Just like any other form of entity, a nonprofit corporation is recognized at both state and federal levels. At the state level, chapter 22 of the Texas Business Organizations Code (TBOC) covers essential aspects of structure and governance for nonprofit corporations. At the federal level, a nonprofit corporation can be recognized as an exempt organization under the provisions of section 501(a) of the Internal Revenue Code (IRC).
Of the twenty-nine forms of exempt organizations under the IRC, twenty-five are under section 501(c), one is under 501(d), and one is under 501(e). Other than 501(c)(3) charitable organizations, the most common are 501(c)(4) for civic leagues and social welfare organizations; 501(c)(6) for business leagues, sports leagues, and chambers of commerce; and 501(c)(7) for social and recreational clubs.
Chapter 17 in this manual largely covers nonprofit corporations under section 501(c)(3) that are tax-exempt for the following purposes: charitable, religious, educational, scientific, literary, testing for public safety, fostering national or international amateur sports competition, and preventing cruelty to children or animals. These types of entities are also known as “charitable organizations” and are the most popular and common form of exempt organization at the federal level because they typically allow donors to take tax deductions for charitable contributions.
PRACTICE TIP: Tax exemption under state and federal laws is not automatic with nonprofit corporation formation. Exemption must be applied for at both the state level (with the Texas Comptroller of Public Accounts) and the federal level after the corporation is approved by the secretary of state. Certain types of nonprofit corporations (for example, churches and religious places of worship, primary and secondary schools, and disaster relief organizations) may also apply for exemption from property taxes assessed by local taxing units such as cities, counties, and school districts.
Texas recognizes a nonprofit corporation as the only form of incorporated entity eligible for exemption under state law. An unincorporated association may also be recognized as a nonprofit; however, as the name implies, it is not a corporation and thus is outside the scope of this chapter.
One important distinction between a nonprofit corporation and any other form of entity (for example, a corporation, limited liability company, or limited partnership) is that the nonprofit corporation does not allow any part of its income to be distributable to any members, directors, or officers (see the definition of “nonprofit corporation” under section 22.001 of the TBOC). No persons may own any equity in a nonprofit corporation, and there is no “owner” of a nonprofit corporation beyond the concept of a “public benefit” for a particular purpose set out in the corporation’s governing documents. In fact, dividends are expressly prohibited for a nonprofit corporation under section 22.053 of the TBOC.

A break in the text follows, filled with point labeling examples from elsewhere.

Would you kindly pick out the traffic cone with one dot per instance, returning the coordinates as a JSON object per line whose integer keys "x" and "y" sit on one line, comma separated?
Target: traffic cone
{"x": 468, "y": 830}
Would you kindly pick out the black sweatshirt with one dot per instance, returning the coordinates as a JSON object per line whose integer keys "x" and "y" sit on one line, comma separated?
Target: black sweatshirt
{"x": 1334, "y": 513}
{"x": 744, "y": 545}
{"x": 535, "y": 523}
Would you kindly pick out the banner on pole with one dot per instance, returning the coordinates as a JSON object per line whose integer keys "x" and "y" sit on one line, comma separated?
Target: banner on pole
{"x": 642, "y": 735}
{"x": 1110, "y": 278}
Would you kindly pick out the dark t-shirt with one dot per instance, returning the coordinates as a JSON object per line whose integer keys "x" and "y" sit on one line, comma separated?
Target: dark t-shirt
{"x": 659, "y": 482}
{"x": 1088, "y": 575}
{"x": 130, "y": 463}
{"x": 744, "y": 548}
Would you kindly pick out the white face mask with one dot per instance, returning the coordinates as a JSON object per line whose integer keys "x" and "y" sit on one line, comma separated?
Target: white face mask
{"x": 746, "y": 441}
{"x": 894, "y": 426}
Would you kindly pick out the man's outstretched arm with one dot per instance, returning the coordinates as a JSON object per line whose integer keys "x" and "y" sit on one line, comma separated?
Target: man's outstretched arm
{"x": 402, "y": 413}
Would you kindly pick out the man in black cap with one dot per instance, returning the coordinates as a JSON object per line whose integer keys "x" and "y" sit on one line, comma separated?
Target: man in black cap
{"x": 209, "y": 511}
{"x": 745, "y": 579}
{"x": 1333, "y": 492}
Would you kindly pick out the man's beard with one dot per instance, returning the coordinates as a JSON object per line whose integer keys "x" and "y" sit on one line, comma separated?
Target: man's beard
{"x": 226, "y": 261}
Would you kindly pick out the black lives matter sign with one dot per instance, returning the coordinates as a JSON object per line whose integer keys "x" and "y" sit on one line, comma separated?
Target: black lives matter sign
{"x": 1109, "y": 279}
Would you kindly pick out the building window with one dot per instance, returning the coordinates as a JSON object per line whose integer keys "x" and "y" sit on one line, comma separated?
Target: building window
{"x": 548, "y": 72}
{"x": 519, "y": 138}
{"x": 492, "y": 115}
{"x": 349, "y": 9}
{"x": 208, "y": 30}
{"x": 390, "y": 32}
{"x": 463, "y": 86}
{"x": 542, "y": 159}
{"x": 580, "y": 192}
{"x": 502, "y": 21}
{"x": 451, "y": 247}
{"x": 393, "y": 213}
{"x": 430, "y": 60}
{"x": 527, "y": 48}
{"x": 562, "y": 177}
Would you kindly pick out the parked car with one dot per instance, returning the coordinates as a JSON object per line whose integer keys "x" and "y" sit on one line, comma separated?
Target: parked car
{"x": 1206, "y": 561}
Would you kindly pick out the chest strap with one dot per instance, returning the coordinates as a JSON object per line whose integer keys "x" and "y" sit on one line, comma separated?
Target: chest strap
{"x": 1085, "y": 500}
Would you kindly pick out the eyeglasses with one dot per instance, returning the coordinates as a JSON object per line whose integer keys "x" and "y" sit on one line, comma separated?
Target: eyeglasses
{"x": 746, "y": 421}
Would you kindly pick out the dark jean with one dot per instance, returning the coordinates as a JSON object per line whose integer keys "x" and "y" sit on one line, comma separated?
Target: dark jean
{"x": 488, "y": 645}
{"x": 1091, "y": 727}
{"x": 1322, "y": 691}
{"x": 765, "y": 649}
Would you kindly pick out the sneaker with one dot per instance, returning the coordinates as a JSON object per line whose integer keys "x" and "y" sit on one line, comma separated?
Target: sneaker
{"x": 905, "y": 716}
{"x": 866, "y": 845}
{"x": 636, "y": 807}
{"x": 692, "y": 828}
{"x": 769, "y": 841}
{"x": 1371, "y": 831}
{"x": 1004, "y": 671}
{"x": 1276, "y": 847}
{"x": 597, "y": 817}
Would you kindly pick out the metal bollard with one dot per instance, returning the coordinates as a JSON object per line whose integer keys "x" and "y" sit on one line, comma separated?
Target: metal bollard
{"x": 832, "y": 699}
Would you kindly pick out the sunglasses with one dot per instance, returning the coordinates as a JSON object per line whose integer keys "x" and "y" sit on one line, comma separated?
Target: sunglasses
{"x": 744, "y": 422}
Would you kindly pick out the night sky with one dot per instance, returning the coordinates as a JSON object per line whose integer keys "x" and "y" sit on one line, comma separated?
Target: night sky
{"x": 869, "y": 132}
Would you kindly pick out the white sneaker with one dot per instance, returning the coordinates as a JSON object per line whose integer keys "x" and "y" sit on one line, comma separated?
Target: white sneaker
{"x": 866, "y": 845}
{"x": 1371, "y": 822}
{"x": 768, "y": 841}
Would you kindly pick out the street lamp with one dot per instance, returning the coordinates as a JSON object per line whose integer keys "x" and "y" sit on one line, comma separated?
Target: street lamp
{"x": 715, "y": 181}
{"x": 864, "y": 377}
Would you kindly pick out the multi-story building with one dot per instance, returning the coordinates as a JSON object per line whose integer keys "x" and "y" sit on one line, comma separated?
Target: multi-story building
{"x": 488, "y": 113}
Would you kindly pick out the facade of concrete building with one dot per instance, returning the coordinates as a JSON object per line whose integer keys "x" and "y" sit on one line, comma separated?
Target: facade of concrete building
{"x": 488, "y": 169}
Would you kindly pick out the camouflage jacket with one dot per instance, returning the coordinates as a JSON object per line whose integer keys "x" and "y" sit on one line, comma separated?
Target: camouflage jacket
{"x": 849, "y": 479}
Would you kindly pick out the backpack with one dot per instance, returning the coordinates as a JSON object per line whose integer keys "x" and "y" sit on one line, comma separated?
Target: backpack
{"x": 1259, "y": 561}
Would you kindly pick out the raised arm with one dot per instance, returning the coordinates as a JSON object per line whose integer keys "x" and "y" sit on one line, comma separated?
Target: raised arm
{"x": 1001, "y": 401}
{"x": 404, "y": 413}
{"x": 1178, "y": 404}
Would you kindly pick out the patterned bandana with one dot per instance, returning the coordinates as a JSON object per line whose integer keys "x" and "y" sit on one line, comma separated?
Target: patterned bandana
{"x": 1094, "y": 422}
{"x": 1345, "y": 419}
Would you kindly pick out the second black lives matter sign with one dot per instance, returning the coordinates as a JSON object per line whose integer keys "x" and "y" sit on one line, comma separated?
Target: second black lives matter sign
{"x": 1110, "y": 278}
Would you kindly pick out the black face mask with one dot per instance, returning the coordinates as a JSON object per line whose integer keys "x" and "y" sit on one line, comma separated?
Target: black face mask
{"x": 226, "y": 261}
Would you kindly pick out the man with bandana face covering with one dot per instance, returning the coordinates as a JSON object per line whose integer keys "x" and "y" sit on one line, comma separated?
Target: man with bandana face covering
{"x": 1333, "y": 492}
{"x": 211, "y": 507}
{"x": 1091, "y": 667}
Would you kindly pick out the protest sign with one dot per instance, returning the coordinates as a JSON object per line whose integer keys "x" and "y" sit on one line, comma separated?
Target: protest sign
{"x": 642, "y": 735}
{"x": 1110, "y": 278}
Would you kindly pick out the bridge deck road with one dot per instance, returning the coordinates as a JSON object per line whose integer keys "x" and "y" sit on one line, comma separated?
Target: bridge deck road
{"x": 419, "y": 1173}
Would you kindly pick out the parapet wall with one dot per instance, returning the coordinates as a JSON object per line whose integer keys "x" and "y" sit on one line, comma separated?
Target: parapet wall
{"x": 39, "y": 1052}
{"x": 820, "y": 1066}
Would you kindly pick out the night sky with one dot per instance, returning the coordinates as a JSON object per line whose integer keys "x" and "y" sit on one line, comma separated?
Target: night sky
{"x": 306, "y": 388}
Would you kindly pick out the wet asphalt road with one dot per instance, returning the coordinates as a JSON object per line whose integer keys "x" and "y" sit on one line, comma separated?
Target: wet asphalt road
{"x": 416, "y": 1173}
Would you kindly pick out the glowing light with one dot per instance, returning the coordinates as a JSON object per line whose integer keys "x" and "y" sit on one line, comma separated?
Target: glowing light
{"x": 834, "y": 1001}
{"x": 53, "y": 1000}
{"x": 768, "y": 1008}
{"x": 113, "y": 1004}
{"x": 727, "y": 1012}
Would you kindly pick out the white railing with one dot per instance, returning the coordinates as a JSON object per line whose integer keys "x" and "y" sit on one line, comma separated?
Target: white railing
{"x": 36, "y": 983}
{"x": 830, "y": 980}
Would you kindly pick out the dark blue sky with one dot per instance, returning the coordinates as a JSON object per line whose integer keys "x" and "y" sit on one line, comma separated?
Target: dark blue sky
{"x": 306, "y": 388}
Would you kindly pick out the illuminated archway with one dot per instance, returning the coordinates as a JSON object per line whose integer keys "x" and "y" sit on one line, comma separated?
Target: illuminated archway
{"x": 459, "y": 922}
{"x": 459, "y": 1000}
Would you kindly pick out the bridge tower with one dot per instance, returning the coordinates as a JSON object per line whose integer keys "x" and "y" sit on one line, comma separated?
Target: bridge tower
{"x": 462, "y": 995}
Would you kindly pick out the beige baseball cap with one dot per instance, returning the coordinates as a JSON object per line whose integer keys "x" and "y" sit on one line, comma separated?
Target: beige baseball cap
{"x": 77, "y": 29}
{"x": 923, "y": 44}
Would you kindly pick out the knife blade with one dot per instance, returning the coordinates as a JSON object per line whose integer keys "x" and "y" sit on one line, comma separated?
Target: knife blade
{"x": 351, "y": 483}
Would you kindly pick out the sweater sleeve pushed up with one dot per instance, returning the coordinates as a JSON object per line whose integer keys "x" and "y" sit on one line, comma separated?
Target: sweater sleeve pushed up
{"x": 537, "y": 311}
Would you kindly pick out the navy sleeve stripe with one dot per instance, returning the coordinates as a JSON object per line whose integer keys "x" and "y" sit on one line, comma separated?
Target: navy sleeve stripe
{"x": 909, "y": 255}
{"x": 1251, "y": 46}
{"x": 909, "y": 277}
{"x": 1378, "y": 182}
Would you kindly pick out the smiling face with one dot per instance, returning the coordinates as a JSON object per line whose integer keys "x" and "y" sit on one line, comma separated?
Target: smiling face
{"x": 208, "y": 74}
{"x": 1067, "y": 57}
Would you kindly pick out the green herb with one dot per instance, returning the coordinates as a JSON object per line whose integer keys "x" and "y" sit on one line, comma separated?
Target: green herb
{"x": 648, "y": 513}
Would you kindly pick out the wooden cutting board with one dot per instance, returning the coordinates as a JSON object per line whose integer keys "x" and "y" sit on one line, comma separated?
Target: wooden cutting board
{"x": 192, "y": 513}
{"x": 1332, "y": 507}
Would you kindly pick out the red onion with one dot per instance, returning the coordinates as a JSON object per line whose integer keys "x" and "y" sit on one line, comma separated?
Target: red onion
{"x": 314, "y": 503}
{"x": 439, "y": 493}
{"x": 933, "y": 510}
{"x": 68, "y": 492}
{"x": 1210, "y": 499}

On the other hand, a nonprofit corporation is permitted to pay compensation to its directors, officers, employees, and other persons, as long as such compensation is reasonable. Further, a nonprofit corporation is allowed to confer benefits to the corporation's members in conformity with the corporation’s purposes (for example, prayer space, intangible religious benefits to members of a church or similar place of worship, or access to educational resources to students). Special rules permit liquidating distributions to members upon dissolution, particularly to members that are 501(c)(3) nonprofit corporations themselves.
PRACTICE TIP: “Nonprofit” corporation is a bit of a misnomer. It is not that these forms of entities do not make a “profit” in a financial sense from their operations or investments—it is just that those profits are not distributed to any person, except in the form of reasonable compensation and benefits for exempt purposes. Some of the wealthiest entities in the United States are nonprofit corporations (for example, churches with property holdings and private schools and universities). Note, however, that profit earned through the “commercial business” of a nonprofit corporation may be subject to unrelated business income tax at rates similar to those levied on for-profit corporations.
A nonprofit corporation is governed by its board of directors. Under Texas law, a nonprofit must have a minimum of three directors. The board is appointed and maintained from the formation of the corporation throughout its setup, growth, and maintenance until its dissolution. The board is assisted by officers; a nonprofit corporation in Texas must have a president, secretary, and treasurer at a minimum, and the president and secretary have to be separate persons.
Some nonprofit corporations allow for one or more classes of members that are typically empowered to elect all or some of the directors and officers. See Tex. Bus. Orgs. Code § 22.151. Some nonprofit corporations do not have provisions for members, and thus the board of directors is empowered to increase, decrease, or replace board members or to fill vacancies on the board. Voting can be done by single vote for each position, or even cumulatively if set out in the corporation’s governing documents.
PRACTICE TIP: It is important that the founders of a nonprofit corporation consider from the outset whether the entity will have members. While this decision can be changed, doing so later requires a higher threshold of votes, and the entity must file an amendment with the secretary of state to recognize the change. In addition, provisions should be included for selecting replacement candidates as soon as possible after seats become available.